Technical Abstract: Although numerous chemical interventions have been implemented and validated to decontaminate meat and meat products during the harvesting process, more novel technologies are under development. UV light ionizing irradiation has been used extensively in pharmaceutical and medical device companies to control microbial contamination. Lately, UV treatment has received attention from the beef processing industry because it is a non-thermal processing technology that does not leave any chemical residues on products. In this study, the ability of UV and UV-ozone to inactivate Shiga toxin-producing E. coli (STEC) on surfaces of fresh beef was investigated. Fresh beef tissues were first inoculated with a cocktail mixture of these pathogens to a final concentration of approximately 1.5 x 104 CFU/cm2 each and then subjected to either UV (254 nm) or UV-ozone (~10 ppm ozone) combination for 15 to 75 s. UV irradiation for 75 s resulted in 1.1, 1.2, 1.2, 1.2, 1.2, 1.3, and 1.2 log reduction for STEC O26, O45, O103, O111, O121, O145, and O157:H7, respectively.
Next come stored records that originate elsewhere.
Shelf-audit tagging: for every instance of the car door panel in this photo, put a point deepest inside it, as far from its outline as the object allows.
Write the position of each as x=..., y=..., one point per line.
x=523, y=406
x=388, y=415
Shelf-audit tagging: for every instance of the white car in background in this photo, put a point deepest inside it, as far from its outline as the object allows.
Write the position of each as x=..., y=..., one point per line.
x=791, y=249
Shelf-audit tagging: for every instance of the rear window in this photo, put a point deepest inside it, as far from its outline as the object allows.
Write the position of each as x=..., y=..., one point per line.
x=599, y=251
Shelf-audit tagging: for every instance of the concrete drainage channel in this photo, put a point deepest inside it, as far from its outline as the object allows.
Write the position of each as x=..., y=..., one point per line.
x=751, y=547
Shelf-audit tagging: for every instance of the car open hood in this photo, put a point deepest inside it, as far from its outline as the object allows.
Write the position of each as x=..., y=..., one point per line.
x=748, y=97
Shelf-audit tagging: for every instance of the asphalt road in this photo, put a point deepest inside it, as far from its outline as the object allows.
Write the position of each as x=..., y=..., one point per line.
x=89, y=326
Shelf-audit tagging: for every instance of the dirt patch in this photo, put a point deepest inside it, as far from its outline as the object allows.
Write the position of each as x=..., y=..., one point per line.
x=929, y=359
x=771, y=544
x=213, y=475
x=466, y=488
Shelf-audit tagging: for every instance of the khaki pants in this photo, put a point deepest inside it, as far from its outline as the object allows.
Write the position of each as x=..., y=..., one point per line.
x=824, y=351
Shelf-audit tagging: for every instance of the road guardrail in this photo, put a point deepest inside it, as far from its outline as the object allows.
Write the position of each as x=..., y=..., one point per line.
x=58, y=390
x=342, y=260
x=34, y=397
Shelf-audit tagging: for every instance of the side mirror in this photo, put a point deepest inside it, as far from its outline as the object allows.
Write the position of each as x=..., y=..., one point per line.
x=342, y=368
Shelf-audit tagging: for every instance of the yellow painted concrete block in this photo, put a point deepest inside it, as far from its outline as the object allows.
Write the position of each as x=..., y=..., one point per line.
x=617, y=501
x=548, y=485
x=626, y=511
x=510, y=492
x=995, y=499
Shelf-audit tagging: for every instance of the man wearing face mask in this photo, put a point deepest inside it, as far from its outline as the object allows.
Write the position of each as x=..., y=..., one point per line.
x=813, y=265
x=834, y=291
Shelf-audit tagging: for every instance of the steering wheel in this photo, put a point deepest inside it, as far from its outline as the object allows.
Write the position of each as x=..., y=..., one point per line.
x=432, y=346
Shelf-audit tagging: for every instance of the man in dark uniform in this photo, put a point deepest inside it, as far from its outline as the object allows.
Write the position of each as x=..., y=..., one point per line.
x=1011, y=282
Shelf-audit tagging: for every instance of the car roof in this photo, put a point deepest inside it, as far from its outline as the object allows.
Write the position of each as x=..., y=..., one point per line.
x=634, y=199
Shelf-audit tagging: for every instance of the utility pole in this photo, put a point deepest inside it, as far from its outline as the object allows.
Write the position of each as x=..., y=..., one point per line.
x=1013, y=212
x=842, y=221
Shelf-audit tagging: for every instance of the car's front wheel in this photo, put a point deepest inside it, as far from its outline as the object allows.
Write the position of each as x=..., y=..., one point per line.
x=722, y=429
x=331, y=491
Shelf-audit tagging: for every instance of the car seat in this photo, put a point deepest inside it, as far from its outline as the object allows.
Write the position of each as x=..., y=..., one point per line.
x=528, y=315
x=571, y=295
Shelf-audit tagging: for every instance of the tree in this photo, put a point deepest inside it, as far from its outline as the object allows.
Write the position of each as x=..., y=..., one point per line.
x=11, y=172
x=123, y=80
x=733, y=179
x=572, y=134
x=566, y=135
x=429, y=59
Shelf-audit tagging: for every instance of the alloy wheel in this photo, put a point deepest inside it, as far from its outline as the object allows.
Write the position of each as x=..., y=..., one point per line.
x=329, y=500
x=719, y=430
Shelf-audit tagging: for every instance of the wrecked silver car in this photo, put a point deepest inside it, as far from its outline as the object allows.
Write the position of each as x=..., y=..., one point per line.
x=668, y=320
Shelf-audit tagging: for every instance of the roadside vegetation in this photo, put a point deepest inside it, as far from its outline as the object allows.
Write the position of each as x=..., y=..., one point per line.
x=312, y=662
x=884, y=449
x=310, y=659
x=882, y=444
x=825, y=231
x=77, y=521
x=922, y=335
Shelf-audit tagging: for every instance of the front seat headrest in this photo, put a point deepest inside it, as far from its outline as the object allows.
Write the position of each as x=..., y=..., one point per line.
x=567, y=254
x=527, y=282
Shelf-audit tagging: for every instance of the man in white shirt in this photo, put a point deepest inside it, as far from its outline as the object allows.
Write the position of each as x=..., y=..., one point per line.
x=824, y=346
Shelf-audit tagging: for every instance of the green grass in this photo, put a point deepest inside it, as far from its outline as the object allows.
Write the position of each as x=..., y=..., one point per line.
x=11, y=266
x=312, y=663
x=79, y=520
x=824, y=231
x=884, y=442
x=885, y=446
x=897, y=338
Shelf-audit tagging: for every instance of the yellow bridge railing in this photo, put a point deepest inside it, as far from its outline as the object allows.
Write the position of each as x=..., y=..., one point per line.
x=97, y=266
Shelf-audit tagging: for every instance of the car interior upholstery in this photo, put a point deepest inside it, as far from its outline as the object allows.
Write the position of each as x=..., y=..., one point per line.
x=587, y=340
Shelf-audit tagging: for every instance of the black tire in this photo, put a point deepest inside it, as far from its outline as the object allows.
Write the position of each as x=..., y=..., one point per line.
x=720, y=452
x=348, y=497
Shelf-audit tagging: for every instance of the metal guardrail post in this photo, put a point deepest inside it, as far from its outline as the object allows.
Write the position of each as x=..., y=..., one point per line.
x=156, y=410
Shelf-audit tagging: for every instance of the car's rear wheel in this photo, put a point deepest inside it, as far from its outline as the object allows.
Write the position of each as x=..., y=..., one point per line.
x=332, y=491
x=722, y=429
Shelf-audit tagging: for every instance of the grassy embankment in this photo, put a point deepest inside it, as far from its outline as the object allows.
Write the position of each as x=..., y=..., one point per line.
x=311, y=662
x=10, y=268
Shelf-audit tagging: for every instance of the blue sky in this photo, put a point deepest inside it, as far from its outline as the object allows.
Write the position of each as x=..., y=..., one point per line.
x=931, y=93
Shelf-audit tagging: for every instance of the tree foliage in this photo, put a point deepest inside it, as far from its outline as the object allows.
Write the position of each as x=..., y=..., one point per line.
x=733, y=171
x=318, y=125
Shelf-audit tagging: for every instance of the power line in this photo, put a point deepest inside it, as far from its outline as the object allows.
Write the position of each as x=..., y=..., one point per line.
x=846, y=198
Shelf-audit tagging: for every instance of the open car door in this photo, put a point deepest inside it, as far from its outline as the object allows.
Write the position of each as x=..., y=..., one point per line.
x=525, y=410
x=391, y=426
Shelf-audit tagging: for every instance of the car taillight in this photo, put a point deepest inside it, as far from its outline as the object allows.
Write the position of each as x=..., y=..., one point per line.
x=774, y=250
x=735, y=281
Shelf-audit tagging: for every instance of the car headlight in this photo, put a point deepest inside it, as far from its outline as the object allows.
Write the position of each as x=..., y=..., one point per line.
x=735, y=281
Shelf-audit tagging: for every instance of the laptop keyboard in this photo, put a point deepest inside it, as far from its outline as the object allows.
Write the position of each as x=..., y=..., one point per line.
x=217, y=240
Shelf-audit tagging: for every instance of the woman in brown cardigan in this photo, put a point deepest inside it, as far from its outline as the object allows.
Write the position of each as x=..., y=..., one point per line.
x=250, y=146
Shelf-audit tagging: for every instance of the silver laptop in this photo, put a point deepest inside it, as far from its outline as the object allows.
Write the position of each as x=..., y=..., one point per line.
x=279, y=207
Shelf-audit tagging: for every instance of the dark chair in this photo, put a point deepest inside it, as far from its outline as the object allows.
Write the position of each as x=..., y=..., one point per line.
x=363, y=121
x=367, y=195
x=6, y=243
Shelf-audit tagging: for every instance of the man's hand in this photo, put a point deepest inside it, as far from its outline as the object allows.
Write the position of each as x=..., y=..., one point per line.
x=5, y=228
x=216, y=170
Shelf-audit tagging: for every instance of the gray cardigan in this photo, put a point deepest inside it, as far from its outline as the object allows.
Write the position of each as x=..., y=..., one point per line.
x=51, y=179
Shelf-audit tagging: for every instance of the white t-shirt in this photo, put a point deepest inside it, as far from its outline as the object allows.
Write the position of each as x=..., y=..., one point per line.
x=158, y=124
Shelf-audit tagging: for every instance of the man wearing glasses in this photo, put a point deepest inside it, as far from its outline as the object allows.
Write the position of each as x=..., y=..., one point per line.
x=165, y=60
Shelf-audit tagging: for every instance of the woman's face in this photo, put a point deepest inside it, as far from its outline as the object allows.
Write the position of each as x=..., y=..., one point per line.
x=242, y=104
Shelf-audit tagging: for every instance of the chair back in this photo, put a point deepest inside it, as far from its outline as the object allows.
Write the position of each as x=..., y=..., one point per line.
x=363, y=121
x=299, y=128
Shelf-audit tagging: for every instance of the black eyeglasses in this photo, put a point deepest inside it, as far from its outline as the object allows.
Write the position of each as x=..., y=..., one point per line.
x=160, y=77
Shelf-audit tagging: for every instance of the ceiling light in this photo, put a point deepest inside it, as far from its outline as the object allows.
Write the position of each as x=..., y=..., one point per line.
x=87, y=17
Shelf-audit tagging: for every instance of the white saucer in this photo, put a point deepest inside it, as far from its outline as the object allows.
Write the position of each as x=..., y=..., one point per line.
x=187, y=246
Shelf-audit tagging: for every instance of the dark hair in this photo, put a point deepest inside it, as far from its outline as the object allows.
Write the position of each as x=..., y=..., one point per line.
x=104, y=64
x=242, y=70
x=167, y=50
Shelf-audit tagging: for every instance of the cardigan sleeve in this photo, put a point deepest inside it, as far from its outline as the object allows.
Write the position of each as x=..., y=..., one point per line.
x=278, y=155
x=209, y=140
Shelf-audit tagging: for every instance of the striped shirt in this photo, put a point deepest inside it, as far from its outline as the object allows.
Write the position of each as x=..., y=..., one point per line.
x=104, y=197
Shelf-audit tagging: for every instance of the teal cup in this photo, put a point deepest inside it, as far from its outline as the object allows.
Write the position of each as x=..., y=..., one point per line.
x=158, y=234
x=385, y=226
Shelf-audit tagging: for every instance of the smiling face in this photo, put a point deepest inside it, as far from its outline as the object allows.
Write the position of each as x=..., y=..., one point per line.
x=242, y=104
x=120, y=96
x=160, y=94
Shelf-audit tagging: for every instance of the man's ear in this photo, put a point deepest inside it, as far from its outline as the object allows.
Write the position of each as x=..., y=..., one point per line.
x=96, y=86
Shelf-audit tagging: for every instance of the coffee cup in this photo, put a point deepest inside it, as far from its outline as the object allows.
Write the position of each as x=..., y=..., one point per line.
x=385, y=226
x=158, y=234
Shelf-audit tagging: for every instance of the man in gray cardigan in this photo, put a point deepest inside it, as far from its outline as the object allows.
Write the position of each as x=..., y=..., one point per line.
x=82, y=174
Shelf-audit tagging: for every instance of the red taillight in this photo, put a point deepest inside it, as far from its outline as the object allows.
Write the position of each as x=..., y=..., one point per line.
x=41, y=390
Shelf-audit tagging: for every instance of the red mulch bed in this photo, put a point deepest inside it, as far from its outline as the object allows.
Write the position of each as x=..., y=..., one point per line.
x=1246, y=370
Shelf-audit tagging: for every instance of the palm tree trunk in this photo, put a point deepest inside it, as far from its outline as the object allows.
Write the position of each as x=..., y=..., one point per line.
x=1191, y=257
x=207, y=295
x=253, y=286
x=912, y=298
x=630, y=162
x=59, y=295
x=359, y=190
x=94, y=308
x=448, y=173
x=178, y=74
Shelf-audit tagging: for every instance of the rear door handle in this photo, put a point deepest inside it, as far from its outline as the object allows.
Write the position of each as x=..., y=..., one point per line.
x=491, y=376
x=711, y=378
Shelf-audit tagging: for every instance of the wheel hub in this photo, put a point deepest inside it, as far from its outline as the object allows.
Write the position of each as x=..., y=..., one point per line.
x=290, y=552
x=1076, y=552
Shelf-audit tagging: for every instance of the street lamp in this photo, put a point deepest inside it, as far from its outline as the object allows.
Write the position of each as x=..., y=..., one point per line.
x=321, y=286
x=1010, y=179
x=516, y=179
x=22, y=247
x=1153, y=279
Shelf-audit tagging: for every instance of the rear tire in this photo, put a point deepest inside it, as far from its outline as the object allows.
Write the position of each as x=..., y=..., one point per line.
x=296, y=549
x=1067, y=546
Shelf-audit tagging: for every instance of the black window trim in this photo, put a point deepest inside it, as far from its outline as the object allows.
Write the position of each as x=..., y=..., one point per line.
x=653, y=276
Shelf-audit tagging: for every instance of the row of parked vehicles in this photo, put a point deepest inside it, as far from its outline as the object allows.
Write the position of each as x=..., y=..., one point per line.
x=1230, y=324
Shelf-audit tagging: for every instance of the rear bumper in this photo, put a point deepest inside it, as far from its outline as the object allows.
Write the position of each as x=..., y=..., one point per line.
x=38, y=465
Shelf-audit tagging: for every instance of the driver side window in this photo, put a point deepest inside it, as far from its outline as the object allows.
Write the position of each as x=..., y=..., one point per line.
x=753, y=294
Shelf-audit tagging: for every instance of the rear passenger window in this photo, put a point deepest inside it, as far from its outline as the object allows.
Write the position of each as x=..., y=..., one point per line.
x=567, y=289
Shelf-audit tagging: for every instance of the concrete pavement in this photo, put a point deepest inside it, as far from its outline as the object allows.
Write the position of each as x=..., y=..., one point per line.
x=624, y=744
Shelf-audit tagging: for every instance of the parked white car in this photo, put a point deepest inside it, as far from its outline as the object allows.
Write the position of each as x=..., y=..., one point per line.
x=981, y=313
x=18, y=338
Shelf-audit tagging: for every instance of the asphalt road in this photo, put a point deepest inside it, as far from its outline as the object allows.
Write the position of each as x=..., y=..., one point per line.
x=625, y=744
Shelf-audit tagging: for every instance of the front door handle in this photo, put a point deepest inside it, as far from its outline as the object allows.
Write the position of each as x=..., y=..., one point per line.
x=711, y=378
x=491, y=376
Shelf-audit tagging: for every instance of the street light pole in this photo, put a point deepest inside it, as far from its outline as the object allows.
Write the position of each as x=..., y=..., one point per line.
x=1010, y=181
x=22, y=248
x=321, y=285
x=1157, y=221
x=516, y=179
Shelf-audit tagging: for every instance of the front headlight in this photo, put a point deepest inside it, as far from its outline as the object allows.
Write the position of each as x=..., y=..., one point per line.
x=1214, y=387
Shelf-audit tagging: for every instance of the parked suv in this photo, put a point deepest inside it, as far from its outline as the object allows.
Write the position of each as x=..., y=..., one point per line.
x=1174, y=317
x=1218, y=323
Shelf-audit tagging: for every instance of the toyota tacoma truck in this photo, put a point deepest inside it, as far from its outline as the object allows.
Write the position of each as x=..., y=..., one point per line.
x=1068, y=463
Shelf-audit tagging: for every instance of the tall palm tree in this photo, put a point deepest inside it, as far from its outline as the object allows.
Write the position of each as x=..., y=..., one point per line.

Treatment with UV-ozone combination for 75 s resulted in an approximate additional 0.2 log reduction. The D values of UV-ozone combination for STEC O26, O45, O103, O111, O121, O145, and O157:H7 were 59.9, 56.5, 67.1, 68.0, 53.2, 59.9, and 59.9 s, respectively. The use of UV or UV-ozone has the potential as an intervention to reduce STEC on surfaces of fresh beef.